For the rest, we dug old stories in our backlog, and relentlessly tackled them. While doing this, reducing memory allocations was on everyone’s mind and soon ideas popped out. Building lists with length preallocated, stop using strings everywhere, stop allocating objects in for loops when they could be allocated outside, caching this and that, preloading various things to ease the warmup issue. Every trooper was participating even the people not officially on those specific tasks. These were all obvious fixes that had been overlooked. Those pop up on a regular basis and sometimes they get through code review.

After a few fixes were in, the traffic was cut only for a while before stabilization.

After a few fixes were in, the traffic was cut only for a while before stabilization.

For each little fix, we reduced the problem further and further. At every release we re-tested activating our feature and witnessed less and less time until everything was behaving…. in one datacenter. But not on the others. Not all requests are equal and from one country to the next, the repartition between different types of requests isn’t the same. So this wasn’t a big surprise.

True, we were basically shooting in the dark. The good thing is that the barn had only broad sides, and we were inside! No risk to miss. Even if we were troopers. Did I mention we are the Trooper’s team at Criteo? The team was named at a time when we were working on Storm. Oh well…

The Troopers Team at last year's XMas party (Yes, Darth Maul and Vader did coexist. We're not Canon over here

The Troopers Team at last year’s XMas party
(Yes, Darth Maul and Vader did coexist)

So we pushed more fixes and we got two more datacenters in range. A few more fixes later, all DCs were behaving.

At last! Everything started working from the get go.   We could finally activate the feature at 100% with close to no impact on our servers. It would be foolish to stop there of course. There was a threshold and we still are very close to it, only just below. But the movement is initiated. A few projects will land in a few weeks from now, easing a little more the pressure we put on the GC. And the team is much more attentive to memory allocations than before.

Whew!

So we learned a few precious things while doing this. First, we refreshed our skills with WinDump and WinDbg. Not that we love using them, but they’re useful in a number of cases and it’s good to have them at the ready.  A few resources helped us, such as the  the WinDbg cheat sheet and  the basics of investigating memory with WinDbg.

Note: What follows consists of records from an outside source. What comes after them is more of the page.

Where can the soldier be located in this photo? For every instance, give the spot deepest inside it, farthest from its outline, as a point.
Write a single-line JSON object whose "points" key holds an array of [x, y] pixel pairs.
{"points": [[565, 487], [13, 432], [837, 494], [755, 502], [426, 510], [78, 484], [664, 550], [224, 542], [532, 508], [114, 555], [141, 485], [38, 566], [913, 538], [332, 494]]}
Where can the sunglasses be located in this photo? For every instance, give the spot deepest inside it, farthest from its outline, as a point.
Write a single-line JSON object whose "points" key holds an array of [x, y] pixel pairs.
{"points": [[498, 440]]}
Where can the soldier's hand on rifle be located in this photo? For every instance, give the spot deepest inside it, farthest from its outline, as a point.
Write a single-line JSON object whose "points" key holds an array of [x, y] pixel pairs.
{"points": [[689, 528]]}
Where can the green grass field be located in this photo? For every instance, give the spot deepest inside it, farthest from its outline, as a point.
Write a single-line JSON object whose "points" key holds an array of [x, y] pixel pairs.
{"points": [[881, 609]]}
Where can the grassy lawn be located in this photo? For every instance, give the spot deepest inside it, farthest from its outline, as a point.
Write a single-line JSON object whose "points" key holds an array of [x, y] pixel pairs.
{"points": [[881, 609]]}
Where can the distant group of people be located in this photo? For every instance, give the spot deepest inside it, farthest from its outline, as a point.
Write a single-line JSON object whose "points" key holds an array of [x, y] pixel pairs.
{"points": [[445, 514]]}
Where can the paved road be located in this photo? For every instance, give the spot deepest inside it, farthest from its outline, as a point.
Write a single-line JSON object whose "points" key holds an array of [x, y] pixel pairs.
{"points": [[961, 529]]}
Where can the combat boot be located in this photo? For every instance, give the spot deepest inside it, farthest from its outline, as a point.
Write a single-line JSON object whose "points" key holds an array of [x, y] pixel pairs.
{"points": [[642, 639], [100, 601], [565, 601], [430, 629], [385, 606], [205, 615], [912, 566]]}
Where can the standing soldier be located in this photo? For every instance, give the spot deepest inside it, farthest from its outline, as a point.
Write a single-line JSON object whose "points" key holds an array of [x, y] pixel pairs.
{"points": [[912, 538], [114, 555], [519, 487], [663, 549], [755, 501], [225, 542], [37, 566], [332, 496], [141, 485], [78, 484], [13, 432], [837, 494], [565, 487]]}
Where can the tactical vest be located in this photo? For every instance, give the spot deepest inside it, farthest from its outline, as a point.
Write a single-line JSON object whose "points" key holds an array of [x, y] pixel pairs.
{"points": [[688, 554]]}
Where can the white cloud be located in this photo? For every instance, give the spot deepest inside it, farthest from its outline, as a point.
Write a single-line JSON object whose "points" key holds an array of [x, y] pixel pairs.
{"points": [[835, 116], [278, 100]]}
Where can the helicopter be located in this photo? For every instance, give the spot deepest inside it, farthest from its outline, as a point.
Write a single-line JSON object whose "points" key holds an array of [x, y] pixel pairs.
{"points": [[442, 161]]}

We also (re)learned to be cautious about memory. After working with a GC for a while, it almost feels as if allocating stuff is free. Because it’s not you doing the dirty work of deallocating. It’s not free by any stretch of the imagination. It might work fine for a time while being careless, but when it bites, the cost comes back all at once, and right in your face.

Finally, we re-launched an old and forgotten project to do automated performance tests that monitor CPU, memory and a few other things. It cost almost nothing and will automatically catch bad offenders before they make it to production.

But most of all, this did highlight one of the great things about Criteo. We’re lucky enough to have vast resources of varied talents. Everyone was eager to help and this mix made this investigation much less painful than it could have been.

So yes, kuddos and thanks to:

  • William the Butcher, a talented software engineer. He has this thing about investigating weird stuff.
  • Deafening Seb, staff software engineer in our SWAT team. He speaks LOUDLY ALL THE TIME. You should see him at the bar…
  • BenD a senior software developer in a team that uses one of our worst offender. Once he gets a bone, he never lets it go.
  • and of course the Troopers (my teammates). The best team. Seriously.
  • and their dark lord (My boss). The best boss. (Can I get my raise now?)
  • And to Romain The Tiger (My boss’s boss), for so relentlessly pushing me to write this.